Ben Waldner 9. August 2013
Wie wird man Taxifahrer?

Um einen Taxischein zu erwerben, müssen Sie einige Voraussetzungen erfüllen und eine zweiteilige Ortskundeprüfung sowie einen Gesundheitstest bestehen. Bitte lesen Sie den folgenden Text, bevor Sie irgendeinen Antrag stellen.

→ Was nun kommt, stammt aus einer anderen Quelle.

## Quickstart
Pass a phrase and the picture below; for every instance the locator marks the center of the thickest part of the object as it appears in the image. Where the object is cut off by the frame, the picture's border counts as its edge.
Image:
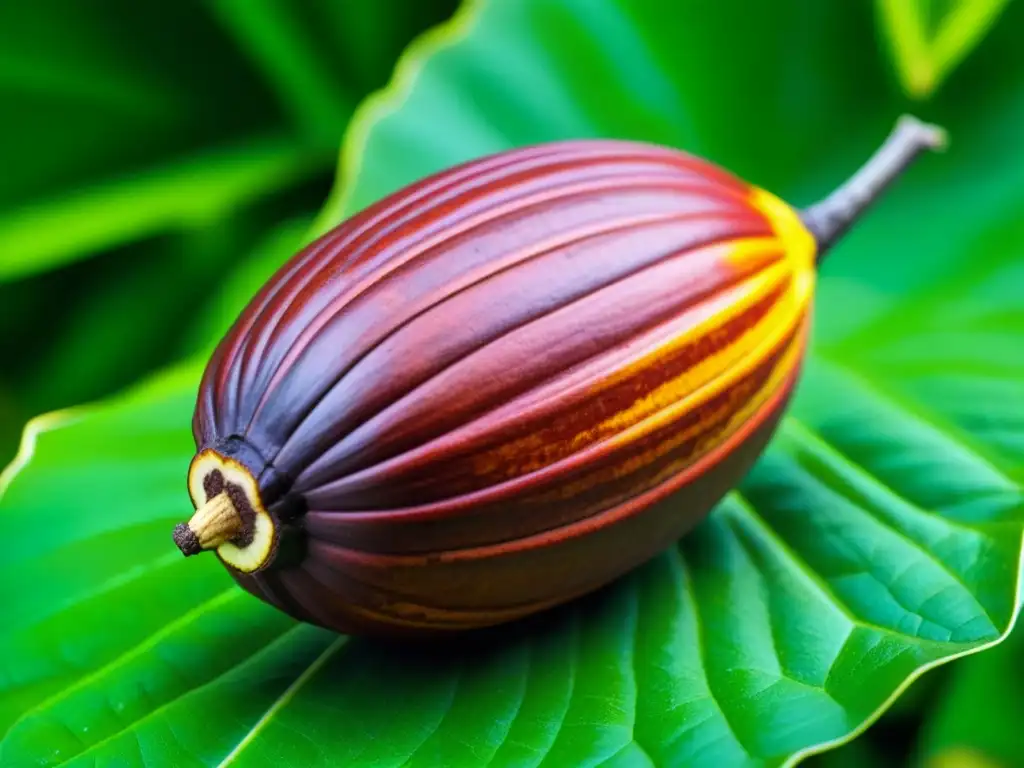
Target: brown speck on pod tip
(215, 522)
(185, 540)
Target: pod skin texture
(503, 386)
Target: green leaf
(981, 709)
(183, 195)
(881, 535)
(138, 172)
(929, 38)
(229, 297)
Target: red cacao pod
(509, 383)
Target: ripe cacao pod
(509, 383)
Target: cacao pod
(509, 383)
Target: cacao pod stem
(830, 218)
(215, 522)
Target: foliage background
(159, 161)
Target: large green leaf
(981, 710)
(879, 537)
(929, 38)
(144, 151)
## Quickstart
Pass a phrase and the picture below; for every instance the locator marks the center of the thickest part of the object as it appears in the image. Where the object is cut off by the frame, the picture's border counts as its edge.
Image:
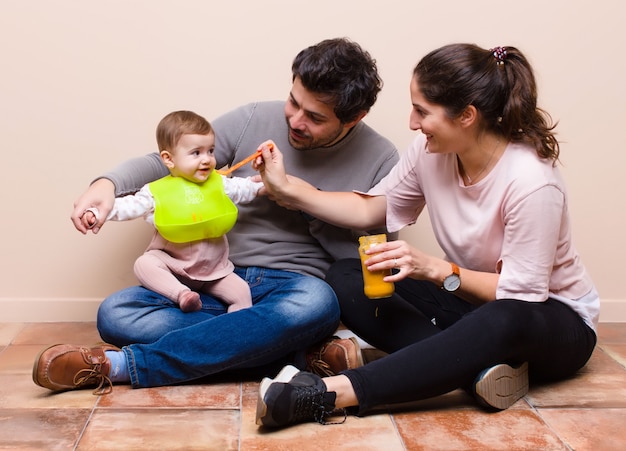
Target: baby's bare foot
(189, 301)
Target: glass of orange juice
(373, 284)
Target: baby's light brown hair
(177, 124)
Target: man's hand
(99, 196)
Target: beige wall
(83, 84)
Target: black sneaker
(500, 386)
(294, 396)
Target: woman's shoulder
(521, 167)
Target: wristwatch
(452, 282)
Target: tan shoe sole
(502, 385)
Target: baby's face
(193, 157)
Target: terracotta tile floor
(587, 412)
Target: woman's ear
(167, 159)
(469, 116)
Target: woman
(510, 300)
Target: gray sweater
(266, 234)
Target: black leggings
(439, 342)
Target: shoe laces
(94, 374)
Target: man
(282, 254)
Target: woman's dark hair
(501, 85)
(343, 73)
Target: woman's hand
(405, 259)
(100, 196)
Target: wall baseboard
(74, 310)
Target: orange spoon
(242, 162)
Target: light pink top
(514, 222)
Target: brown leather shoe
(68, 367)
(334, 356)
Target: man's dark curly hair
(343, 73)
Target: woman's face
(442, 133)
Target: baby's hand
(90, 217)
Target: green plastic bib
(186, 211)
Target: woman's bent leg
(550, 336)
(416, 310)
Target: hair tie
(499, 54)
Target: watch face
(452, 282)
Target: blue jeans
(165, 346)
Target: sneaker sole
(285, 375)
(502, 385)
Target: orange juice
(373, 284)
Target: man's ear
(469, 116)
(167, 159)
(356, 121)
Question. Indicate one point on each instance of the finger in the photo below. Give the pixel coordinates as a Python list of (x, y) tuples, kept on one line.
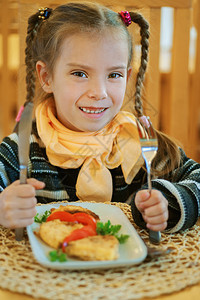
[(157, 227), (156, 210), (24, 191), (157, 219), (140, 197), (155, 199)]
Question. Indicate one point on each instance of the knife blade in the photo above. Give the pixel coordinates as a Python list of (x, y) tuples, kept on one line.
[(24, 131)]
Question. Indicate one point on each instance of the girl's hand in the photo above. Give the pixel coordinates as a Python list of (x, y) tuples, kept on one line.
[(154, 209), (17, 203)]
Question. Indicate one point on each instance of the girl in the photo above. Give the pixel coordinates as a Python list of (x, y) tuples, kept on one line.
[(82, 146)]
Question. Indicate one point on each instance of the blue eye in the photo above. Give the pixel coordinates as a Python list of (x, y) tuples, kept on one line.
[(115, 75), (79, 74)]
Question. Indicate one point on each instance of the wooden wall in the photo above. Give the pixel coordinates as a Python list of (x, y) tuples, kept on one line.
[(172, 99)]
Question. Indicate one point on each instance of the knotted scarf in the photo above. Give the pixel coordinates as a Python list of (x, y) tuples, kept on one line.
[(96, 152)]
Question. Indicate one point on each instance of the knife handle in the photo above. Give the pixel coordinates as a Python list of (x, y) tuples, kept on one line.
[(19, 232), (23, 174)]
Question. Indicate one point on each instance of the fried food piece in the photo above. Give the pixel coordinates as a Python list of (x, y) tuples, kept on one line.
[(54, 232), (96, 247), (74, 209)]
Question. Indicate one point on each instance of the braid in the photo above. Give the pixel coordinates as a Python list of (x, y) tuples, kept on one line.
[(33, 24), (144, 33)]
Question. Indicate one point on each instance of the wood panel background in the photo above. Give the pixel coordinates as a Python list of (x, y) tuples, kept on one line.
[(171, 99)]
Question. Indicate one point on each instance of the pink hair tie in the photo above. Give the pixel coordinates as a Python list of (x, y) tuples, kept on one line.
[(126, 18), (145, 121), (19, 114)]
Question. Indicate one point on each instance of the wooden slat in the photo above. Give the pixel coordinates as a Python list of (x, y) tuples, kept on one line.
[(152, 105), (179, 102), (4, 71), (194, 124), (133, 3)]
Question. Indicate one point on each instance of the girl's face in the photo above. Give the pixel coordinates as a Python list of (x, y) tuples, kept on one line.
[(88, 81)]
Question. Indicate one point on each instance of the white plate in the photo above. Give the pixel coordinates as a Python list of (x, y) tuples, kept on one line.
[(132, 252)]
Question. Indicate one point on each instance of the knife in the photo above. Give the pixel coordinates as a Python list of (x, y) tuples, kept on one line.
[(24, 131)]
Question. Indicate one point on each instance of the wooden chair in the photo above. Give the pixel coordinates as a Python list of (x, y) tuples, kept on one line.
[(172, 112), (8, 80)]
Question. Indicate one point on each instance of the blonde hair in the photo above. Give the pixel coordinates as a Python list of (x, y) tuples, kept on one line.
[(45, 37)]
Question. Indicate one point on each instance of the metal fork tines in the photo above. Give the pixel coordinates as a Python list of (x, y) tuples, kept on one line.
[(149, 146)]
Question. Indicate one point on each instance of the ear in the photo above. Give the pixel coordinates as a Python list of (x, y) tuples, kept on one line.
[(129, 72), (43, 76)]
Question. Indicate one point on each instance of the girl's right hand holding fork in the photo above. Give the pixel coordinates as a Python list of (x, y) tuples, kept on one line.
[(154, 209), (18, 203)]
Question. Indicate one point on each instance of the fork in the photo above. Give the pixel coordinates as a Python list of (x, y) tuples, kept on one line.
[(149, 146)]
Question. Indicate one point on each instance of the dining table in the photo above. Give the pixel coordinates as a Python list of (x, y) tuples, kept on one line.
[(174, 275)]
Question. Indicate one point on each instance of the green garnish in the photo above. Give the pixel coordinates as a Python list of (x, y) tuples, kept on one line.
[(57, 255), (42, 218), (108, 228)]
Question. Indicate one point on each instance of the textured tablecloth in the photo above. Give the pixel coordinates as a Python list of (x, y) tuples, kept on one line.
[(20, 272)]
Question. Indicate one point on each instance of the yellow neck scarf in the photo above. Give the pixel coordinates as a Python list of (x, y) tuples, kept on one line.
[(115, 144)]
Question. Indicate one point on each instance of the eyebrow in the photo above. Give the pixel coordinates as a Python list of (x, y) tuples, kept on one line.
[(89, 68)]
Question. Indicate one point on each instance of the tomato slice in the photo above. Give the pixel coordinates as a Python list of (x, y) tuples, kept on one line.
[(85, 219), (78, 234), (82, 218), (62, 216)]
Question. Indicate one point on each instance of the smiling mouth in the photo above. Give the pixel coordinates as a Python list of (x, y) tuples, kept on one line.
[(93, 110)]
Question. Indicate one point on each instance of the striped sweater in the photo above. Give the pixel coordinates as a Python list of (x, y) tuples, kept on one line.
[(181, 188)]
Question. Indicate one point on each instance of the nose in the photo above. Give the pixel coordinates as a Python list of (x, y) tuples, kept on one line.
[(97, 90)]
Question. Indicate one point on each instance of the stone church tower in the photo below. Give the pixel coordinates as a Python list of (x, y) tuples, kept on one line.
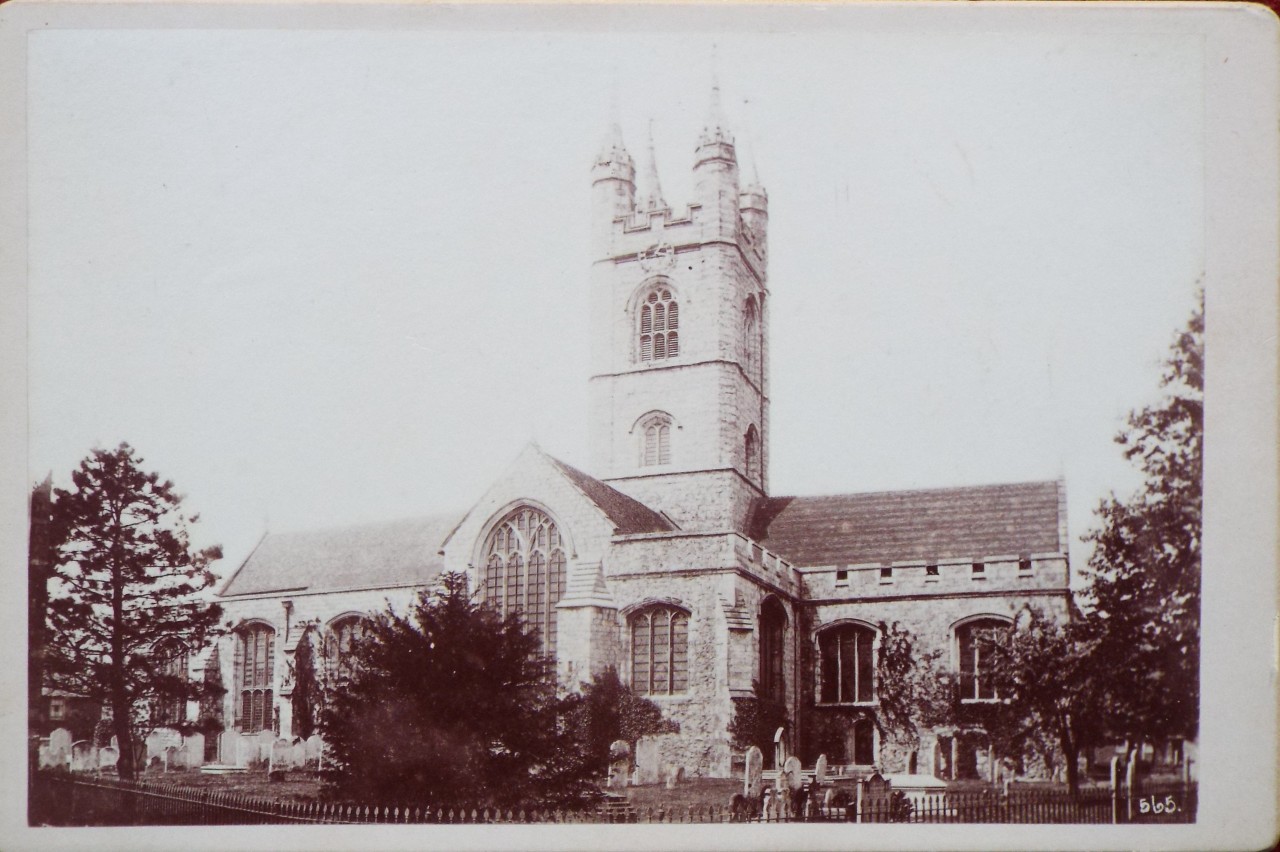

Zuerst in Kurzform die notwendigen Schritte in der von uns empfohlenen Reihenfolge:

  1. Falls Sie eine Brille mit höherer Dioprienzahl tragen: Sehtest beim Arbeitsmediziner oder Augenarzt zur Klärung, ob Ihre Sehkraft zum Taxifahren ausreicht
  2. Unverbindliche Besuche in Taxischulen (möglichst mit probeweiser Teilnahme an Unterrichtseinheiten), um eine gute und sympathische Schule auszuwählen, deren Konditionen mit Ihren Vorstellungen übereinstimmen
  3. Teilnahme am Unterricht und fleißiges Lernen und Üben zu Hause. (Es ist theoretisch möglich, sich das Wissen ohne Taxischule anzueignen, jedoch sind in der Prüfung viele Details wichtig, die ohne Taxischule schwer in Erfahrung zu bringen sind.)
  4. Antragstellung auf Taxischein und Führungszeugnis (zusammen 55,60 €) bei einer Meldestelle in Berlin (bzw. für Anwärter mit Wohnsitz außerhalb Berlins bei der örtlichen Meldebehörde, dort ggf. abweichende Kosten).
  5. Untersuchung beim Arbeitsmediziner, falls nicht schon mit Punkt 1 erledigt (ca. 110 €)
  6. Anmeldung zur schriftlichen Prüfung (55,00 € pro Versuch)
  7. Gleich nach Bestehen der schriftlichen Prüfung Anmeldung zur mündlichen Prüfung (55,00 € pro Versuch ab dem 2. Versuch)
  8. Nach Bestehen der mündlichen Prüfung Anmeldung zum Funkkurs

 

Grundvoraussetzungen und Formalitäten

Gesundheitsnachweis

Die entscheidende Bedingung für die Erteilung des Taxischeins ist ein Nachweis über die gesundheitliche Eignung, der aus drei Teilen besteht:

  1. Bescheinigung über die körperliche und geistige Eignung
  2. Bescheinigung über die ärztliche Untersuchung des Sehvermögens
  3. bestandener Funktions- und Leistungstest

Die Untersuchung wird in der Regel komplett bei einem Termin durchgeführt, allerdings nicht von einem beliebigen Arzt, sondern von einem Arbeitsmediziner. Die Kosten, die in der Regel zwischen 90 und 120 Euro liegen, werden nicht von den Krankenkassen übernommen.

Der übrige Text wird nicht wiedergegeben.